Senator for Québec, Quebec
- In office September 27, 1990 – June 16, 2000
- Appointed by: Brian Mulroney

Personal details
- Born: June 16, 1925 Rigaud, Quebec, Canada
- Died: December 28, 2017 (aged 92) Rouyn-Noranda, Quebec, Canada
- Party: Progressive Conservative

= Normand Grimard =

French Canadian lawyer and politician

Normand Grimard, (June 16, 1925 – December 28, 2017) was a French Canadian lawyer and politician.

Born in Rigaud, Quebec, he received a Bachelor of Arts degree from St. Joseph Seminary, Trois-Rivières in 1946 and a Bachelor of Civil Law degree in 1949 from Laval University. He was called to the Quebec Bar in 1949 and was created a Queen's Counsel in 1959. A practicing lawyer, he worked in mining law at the Chambre de commerce du Québec.

In a 1977 by-election and the 1979 federal elections, he ran unsuccessfully as the Progressive Conservative candidate for the House of Commons of Canada in the Quebec riding of Témiscamingue.

In 1990, he was summoned to the Senate of Canada on the advice of Prime Minister Brian Mulroney.
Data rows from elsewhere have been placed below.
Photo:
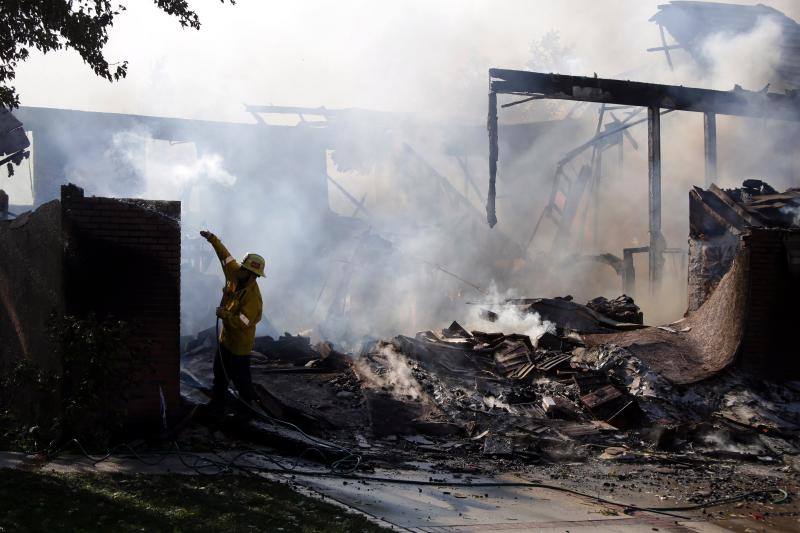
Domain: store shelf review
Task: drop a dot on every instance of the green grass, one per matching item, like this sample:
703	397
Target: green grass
37	501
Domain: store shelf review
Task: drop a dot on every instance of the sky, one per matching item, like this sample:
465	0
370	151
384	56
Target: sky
429	58
415	55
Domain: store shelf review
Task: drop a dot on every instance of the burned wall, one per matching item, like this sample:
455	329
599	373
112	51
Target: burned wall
769	346
122	260
31	286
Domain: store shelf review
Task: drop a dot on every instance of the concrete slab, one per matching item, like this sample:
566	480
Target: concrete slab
413	507
432	509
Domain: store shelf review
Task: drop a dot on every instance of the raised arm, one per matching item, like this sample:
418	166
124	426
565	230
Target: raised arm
225	257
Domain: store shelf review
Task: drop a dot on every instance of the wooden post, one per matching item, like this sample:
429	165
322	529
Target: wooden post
3	205
710	138
491	125
656	255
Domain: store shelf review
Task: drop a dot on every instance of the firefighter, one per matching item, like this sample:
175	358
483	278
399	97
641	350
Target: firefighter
240	311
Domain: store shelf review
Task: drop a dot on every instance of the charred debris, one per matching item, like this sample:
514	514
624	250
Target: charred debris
586	381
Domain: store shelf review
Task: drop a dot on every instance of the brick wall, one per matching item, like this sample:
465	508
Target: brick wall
769	346
122	259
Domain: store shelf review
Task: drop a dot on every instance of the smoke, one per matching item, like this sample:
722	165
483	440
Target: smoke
794	212
507	319
760	48
392	373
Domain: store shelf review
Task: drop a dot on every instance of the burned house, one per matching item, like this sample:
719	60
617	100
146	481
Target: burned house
759	227
103	259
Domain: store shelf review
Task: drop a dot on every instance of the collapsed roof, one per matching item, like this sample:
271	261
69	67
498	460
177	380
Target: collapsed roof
692	23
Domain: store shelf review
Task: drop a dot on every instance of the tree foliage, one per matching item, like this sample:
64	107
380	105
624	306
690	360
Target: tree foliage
81	25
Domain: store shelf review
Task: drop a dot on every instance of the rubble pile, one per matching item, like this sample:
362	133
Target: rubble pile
456	394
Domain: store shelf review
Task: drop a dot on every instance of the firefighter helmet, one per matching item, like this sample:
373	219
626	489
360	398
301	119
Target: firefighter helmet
254	263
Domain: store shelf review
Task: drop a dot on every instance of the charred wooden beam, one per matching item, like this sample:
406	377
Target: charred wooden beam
654	162
710	138
491	124
737	102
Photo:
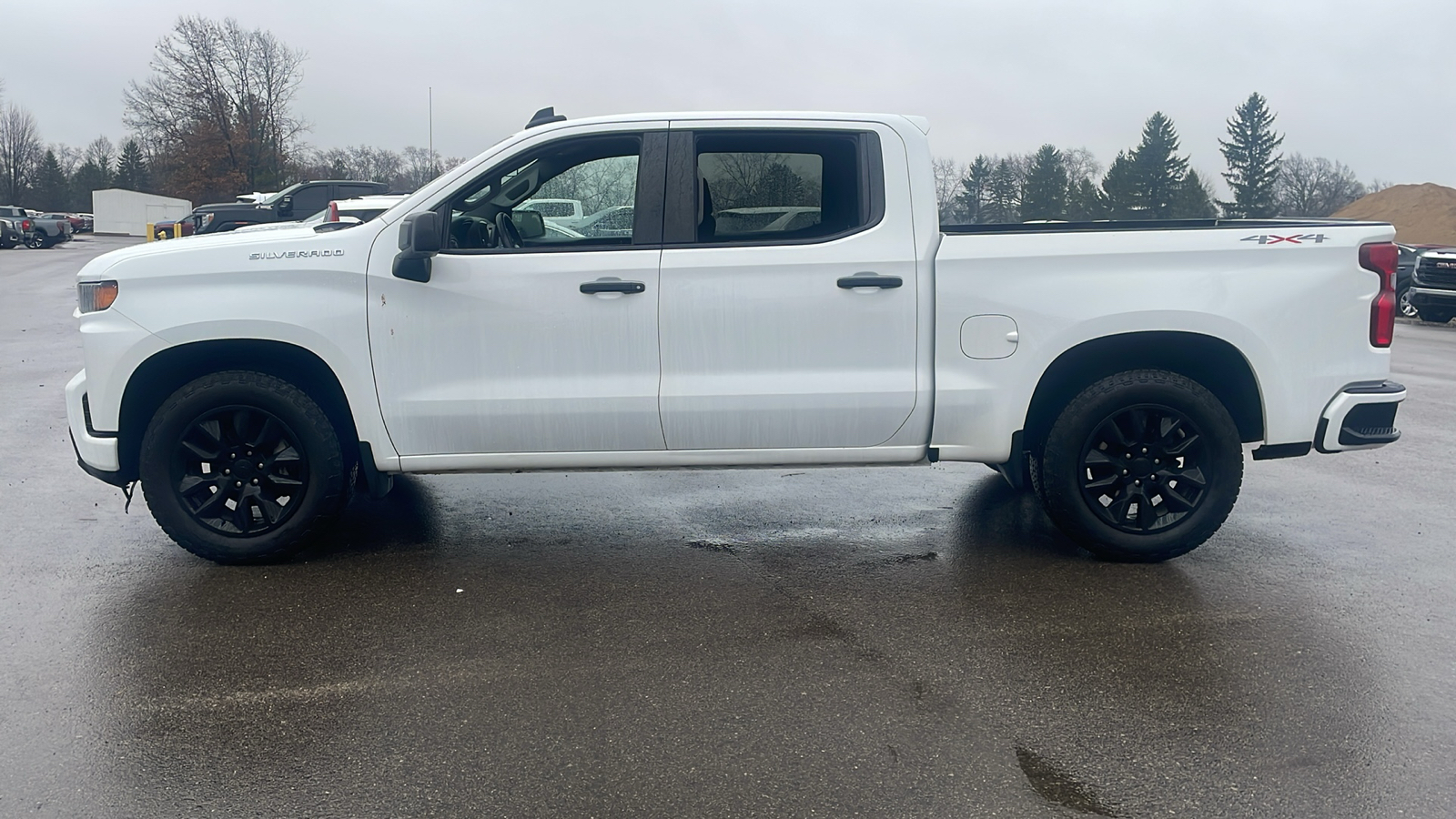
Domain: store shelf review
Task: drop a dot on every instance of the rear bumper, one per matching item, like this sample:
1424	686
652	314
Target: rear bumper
1360	417
99	453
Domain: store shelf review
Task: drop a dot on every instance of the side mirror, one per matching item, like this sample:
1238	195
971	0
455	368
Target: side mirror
419	241
531	223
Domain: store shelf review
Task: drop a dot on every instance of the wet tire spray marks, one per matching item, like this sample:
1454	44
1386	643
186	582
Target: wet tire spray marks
1060	787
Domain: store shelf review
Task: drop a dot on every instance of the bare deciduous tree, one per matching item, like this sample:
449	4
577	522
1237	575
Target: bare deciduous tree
1315	187
220	102
948	175
21	150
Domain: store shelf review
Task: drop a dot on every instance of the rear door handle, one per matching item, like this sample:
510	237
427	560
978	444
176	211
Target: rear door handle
612	286
870	280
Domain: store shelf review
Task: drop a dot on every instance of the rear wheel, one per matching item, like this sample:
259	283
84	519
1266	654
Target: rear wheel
1142	467
242	467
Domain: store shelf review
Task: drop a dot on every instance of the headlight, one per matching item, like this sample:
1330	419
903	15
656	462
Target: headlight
95	295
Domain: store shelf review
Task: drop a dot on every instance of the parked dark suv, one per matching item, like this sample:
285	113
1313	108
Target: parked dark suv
290	205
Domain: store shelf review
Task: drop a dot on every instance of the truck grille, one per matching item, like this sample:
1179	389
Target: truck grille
1438	273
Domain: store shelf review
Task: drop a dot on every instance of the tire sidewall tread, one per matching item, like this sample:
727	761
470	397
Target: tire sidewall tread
327	493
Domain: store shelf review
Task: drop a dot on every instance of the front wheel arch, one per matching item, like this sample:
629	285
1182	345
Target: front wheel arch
167	372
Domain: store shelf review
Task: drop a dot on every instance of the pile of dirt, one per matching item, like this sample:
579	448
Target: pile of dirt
1423	215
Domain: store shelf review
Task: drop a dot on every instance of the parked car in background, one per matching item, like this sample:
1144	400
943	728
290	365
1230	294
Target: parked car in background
1402	280
1433	285
76	220
293	203
609	222
38	232
775	219
363	208
562	212
11	234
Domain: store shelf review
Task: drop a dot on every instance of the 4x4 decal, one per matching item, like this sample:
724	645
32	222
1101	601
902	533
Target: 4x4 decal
1295	239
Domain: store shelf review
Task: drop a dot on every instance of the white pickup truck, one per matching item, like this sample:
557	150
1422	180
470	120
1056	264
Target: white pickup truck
251	382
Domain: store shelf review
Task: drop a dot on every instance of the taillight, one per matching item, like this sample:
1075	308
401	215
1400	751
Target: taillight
1382	258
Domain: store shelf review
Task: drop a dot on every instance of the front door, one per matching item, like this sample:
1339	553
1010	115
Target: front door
788	309
529	336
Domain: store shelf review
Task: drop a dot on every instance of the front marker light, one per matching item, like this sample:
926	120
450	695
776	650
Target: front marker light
95	295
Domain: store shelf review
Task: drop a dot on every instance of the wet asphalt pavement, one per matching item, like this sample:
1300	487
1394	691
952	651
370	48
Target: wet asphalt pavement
892	642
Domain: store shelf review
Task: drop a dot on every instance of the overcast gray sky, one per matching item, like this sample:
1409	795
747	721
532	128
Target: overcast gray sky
1369	84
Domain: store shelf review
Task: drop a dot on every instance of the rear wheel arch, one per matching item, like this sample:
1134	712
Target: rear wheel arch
1215	363
171	369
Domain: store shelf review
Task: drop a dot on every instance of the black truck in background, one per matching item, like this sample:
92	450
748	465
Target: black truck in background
293	203
1433	285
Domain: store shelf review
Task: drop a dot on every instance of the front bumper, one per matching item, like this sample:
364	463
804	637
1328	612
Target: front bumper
1360	417
1433	296
99	453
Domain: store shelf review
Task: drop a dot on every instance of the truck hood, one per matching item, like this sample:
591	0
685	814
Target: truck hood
217	251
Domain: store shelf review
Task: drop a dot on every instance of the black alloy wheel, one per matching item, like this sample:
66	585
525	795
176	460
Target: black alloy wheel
1142	465
239	471
242	467
1404	303
1142	468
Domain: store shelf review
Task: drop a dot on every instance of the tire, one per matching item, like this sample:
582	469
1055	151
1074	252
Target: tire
1434	315
1402	302
198	457
1123	464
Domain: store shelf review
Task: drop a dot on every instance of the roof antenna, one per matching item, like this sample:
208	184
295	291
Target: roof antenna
545	116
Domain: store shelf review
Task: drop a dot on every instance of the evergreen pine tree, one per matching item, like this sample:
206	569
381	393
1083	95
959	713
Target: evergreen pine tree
1193	198
1158	171
1252	165
1087	201
51	188
1004	198
131	167
976	189
1046	191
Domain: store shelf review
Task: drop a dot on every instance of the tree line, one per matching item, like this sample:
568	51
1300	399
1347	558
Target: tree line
216	118
1149	181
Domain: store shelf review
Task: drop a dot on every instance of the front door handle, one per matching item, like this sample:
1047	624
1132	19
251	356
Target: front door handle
612	286
870	280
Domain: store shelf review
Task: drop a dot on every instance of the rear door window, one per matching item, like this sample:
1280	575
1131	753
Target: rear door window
778	187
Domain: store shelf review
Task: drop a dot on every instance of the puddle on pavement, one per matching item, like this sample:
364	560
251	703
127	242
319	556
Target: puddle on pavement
1055	784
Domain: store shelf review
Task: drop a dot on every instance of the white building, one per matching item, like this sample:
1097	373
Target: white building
127	213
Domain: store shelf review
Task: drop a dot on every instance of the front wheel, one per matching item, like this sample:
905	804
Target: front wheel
1142	467
242	467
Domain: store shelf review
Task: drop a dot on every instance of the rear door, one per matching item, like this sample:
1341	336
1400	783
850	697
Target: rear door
788	290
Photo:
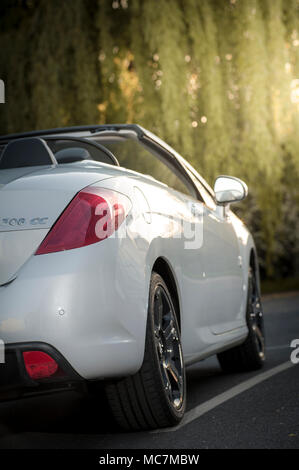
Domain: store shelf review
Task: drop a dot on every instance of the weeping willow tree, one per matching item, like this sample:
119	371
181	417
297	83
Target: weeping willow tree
218	79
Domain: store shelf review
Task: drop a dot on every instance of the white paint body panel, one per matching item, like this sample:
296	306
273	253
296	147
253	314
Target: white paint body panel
103	288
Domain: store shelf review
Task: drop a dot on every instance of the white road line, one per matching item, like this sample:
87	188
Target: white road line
274	348
223	397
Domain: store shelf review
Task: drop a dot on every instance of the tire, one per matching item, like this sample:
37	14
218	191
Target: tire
155	396
251	354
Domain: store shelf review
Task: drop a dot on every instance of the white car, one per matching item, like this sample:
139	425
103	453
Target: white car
119	264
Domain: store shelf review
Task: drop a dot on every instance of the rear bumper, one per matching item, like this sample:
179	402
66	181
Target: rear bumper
15	381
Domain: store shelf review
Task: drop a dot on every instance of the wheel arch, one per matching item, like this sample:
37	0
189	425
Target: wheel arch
162	267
Mulroney used a little-known constitutional provision to increase the number of senators by eight temporarily, thus giving the Progressive Conservatives a majority in the upper chamber needed to pass the Goods and Services Tax legislation. A Progressive Conservative, he represented the senatorial division of Quebec until he retired in 2000. He was Deputy Chair of the Standing Committee - Privileges, Standing Rules and Orders.

He was the author of L'indispensable Sénat: défense d'une institution mal aimée, a book in which he defended the existence of the Senate.